Matériaux de construction
Du béton perforé contre le bruit urbain
Diminuer le bruit des villes – un postdoc a imaginé un matériau adapté à cette mission et a fondé une start-up pour concrétiser son projet.

Les pores du béton absorbent les fréquences plus basses du trafic routier. Lorsque des plantes y poussent, les fréquences plus hautes encore audibles peuvent également être filtrées.| Photo: Ice Formwork
Un béton acoustique tout en cavités, qui absorbe les bruits urbains et œuvre en même temps en faveur de la biodiversité en fournissant un habitat à de petites espèces végétales et animales. C’est le projet de Vasily Sitnikov, postdoc à l’ETH Zurich. Pour ce faire, il coule du béton autour d’une forme en glace. En fondant, la glace laisse la place à une structure creuse dans le béton. Le chercheur en matériaux vient de lancer la start-up Ice Formwork pour développer cette technique. Pour l’heure, il en teste le potentiel commercial avec des acteurs privés dans le domaine de la construction, de l’urbanisme et de la protection de l’environnement.
C’est en Suède, à l’Ecole royale polytechnique de Stockholm, qu’il a eu pour la première fois l’idée d’utiliser la glace pour obtenir une structure creuse dans le béton. Les procédés conventionnels se prêtaient mal à son projet. L’injection de gaz dans le béton liquide génère des cavités trop petites pour absorber les sons de basse et moyenne fréquence, particulièrement typiques des milieux urbains. L’impression 3D, quant à elle, ne permet pas de produire en masse.
«A l’époque, certains de mes collègues expérimentaient la cire synthétique pour créer des creux dans le béton, explique Vasily Sitnikov. Je me suis demandé si nous pouvions utiliser quelque chose de plus écologique que ces matériaux pétrochimiques, et j’ai pensé à l’eau. C’était un pari un peu fou.»

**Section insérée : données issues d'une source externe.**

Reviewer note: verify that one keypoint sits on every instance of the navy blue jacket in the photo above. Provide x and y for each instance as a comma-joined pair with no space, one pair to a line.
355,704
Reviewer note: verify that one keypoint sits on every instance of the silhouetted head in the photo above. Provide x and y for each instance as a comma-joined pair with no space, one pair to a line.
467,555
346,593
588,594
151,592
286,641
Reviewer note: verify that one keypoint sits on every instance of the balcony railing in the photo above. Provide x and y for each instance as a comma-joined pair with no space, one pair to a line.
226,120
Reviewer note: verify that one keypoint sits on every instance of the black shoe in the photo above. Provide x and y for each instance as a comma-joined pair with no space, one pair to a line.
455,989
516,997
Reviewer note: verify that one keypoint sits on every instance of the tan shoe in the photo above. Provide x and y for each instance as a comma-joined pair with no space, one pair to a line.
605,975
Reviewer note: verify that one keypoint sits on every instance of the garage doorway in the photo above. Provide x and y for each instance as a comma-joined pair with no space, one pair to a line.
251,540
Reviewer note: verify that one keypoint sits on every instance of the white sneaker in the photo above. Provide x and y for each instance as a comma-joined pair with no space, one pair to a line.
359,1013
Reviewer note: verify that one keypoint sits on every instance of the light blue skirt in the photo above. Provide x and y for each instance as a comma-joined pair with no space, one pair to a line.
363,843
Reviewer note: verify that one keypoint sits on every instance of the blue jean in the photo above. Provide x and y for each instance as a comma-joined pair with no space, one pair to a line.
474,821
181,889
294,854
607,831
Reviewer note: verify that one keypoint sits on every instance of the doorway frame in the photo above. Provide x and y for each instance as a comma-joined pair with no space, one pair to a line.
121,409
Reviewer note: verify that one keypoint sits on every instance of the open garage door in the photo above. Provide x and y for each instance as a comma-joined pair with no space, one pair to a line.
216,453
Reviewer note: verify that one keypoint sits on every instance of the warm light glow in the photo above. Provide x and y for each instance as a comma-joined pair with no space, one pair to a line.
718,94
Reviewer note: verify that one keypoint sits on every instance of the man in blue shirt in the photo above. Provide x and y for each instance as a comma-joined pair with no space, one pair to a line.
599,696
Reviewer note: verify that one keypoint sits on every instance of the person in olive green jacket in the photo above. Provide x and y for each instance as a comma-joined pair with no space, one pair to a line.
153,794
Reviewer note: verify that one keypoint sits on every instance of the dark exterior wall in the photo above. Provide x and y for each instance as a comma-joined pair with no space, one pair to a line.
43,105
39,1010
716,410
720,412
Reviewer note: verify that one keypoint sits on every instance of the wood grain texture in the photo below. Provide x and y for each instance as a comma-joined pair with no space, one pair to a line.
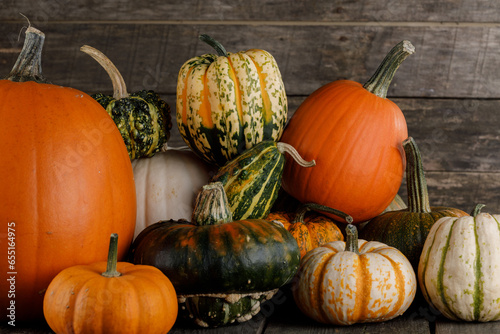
241,10
450,62
453,327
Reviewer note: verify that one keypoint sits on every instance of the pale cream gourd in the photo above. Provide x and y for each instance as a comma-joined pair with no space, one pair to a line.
356,281
459,269
167,184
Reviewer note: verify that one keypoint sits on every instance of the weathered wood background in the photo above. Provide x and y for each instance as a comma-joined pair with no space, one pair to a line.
449,90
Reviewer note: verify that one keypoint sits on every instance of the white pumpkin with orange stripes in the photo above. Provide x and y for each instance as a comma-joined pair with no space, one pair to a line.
229,102
355,281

Baisser la température de durcissement
Le principal défi était d’obtenir un matériau capable de durcir au-dessous du point de congélation. Les bétons conventionnels se solidifient à un minimum de 5 °C: à cette température, la structure provisoire en glace fondrait avant que le matériau n’ait le temps de s’affermir. Le postdoc a donc dû développer une série d’additifs chimiques qui permettent au béton de durcir à des températures comprises entre -10 °C et -5 °C.

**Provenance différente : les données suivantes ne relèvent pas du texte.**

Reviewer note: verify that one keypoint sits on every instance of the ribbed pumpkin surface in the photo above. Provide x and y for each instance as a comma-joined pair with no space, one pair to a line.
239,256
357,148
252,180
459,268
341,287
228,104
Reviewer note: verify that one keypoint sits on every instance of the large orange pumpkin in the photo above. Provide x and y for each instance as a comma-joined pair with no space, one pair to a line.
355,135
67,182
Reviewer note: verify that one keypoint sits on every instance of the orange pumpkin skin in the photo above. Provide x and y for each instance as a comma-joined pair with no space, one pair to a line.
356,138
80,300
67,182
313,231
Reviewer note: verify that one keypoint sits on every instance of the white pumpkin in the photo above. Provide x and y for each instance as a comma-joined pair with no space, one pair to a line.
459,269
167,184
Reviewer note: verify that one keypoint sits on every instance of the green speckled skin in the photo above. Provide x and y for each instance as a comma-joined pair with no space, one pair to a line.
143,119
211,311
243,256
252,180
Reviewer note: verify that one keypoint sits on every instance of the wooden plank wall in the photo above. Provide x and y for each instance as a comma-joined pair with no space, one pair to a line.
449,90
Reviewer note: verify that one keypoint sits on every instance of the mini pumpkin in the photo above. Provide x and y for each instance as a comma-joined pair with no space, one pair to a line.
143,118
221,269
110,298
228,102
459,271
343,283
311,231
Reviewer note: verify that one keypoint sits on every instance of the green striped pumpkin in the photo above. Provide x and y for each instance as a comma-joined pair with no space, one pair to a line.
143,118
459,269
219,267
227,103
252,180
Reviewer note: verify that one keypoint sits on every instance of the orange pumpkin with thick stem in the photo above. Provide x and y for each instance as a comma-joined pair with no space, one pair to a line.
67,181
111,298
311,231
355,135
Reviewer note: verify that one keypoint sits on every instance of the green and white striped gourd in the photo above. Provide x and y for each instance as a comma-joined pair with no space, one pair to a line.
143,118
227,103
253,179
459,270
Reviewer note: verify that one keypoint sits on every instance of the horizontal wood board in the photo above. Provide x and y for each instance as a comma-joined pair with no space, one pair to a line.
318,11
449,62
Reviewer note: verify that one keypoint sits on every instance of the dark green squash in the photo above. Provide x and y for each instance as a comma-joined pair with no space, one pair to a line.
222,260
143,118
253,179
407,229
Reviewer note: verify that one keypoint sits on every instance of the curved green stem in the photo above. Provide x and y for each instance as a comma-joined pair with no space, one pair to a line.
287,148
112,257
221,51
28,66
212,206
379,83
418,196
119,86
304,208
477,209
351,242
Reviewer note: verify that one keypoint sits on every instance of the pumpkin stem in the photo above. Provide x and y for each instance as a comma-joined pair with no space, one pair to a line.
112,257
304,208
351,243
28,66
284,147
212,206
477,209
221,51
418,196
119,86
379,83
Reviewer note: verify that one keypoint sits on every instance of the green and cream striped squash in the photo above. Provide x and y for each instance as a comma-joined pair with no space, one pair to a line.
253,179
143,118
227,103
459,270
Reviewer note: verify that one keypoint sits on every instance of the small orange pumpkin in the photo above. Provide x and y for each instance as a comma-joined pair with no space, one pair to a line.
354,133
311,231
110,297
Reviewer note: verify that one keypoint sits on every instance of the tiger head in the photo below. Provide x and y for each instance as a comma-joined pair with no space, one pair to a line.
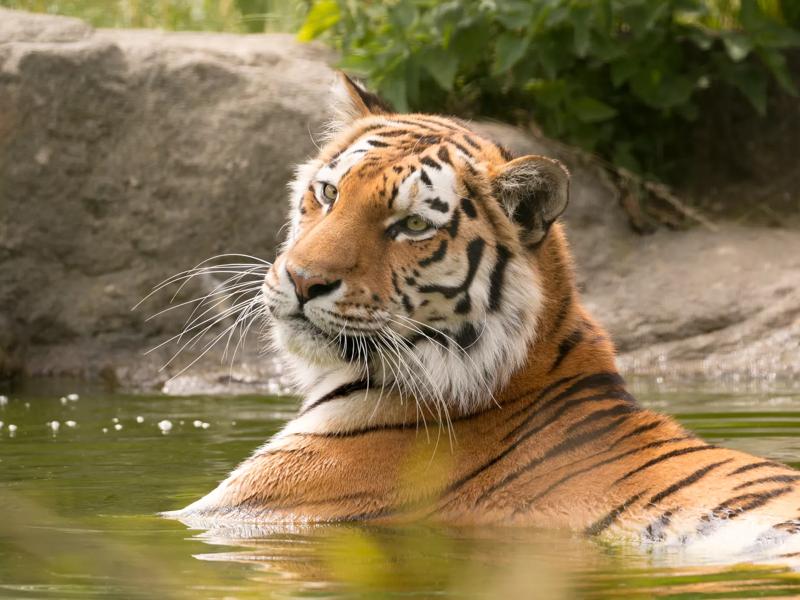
411,260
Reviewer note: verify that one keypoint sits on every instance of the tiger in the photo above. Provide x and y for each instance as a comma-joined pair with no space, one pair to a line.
425,303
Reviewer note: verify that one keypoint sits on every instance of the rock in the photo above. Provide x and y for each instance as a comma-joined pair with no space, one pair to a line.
127,156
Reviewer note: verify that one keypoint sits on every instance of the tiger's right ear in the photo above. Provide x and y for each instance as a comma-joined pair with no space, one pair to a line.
534,191
351,101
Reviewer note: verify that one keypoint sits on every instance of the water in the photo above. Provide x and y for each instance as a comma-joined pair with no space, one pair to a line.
77,513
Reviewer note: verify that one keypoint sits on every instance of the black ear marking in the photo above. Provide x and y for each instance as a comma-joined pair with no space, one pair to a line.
534,192
374,103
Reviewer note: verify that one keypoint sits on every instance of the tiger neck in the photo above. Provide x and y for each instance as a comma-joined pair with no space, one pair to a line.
568,341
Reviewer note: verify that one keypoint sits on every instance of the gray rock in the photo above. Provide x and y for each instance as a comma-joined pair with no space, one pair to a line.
127,156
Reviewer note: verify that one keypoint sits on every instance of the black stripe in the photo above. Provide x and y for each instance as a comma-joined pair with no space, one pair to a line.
759,465
424,177
437,204
466,336
437,255
504,152
452,227
468,207
474,253
428,161
494,460
497,276
655,530
605,522
542,393
662,458
572,403
393,132
593,381
393,195
729,509
687,481
602,463
564,445
614,411
634,432
566,346
341,391
470,141
563,310
462,148
772,479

Pour moduler les propriétés acoustiques du matériau, le chercheur a joué sur la taille des creux obtenus dans le béton final. Il a ciblé les ondes sonores de moyenne à basse fréquence, entre 250 Hz et 4 kHz. «C’est typiquement la gamme de fréquences produites par le trafic automobile, par exemple le bruit d’un pneu sur la route.» Mesurant 1 mètre de côté pour une profondeur de 20 centimètres, les panneaux sont testés acoustiquement avec un ensemble de microphones qui enregistrent l’absorption et les réflexions des ondes sonores sur le matériau.
Ce béton ne permettant pas de filtrer les sons de plus haute fréquence, toujours audibles pour l’humain, Vasily Sitnikov a imaginé utiliser les creux du matériau pour y faire pousser de la végétation, à la manière d’un jardin vertical. En effet, la verdure a précisément comme propriété d’absorber ce type de bruits.
Niches pour animaux et plantes
Ce faisant, il allait découvrir une seconde application pour son béton, complémentaire ou totalement distincte: un espace pour la biodiversité. Outre les plantes, les petits animaux peuvent aussi prospérer dans les trous du matériau. Une propriété intéressante en ville, et plus encore dans les écosystèmes marins. «Nous travaillons aussi avec des biologistes sur un concept de récifs artificiels», se réjouit le chercheur.
Si le procédé est avant tout destiné à occuper une niche, des dires mêmes de son inventeur, le potentiel industriel est réel. Il est déployable à grande échelle, en usine et aussi directement sur les chantiers – à condition que l’on dispose d’assez d’espace pour installer un container réfrigérant, explique Vasily Sitnikov. «Il suffit de déployer des équipements destinés au transport réfrigéré et d’y installer les lignes de production.»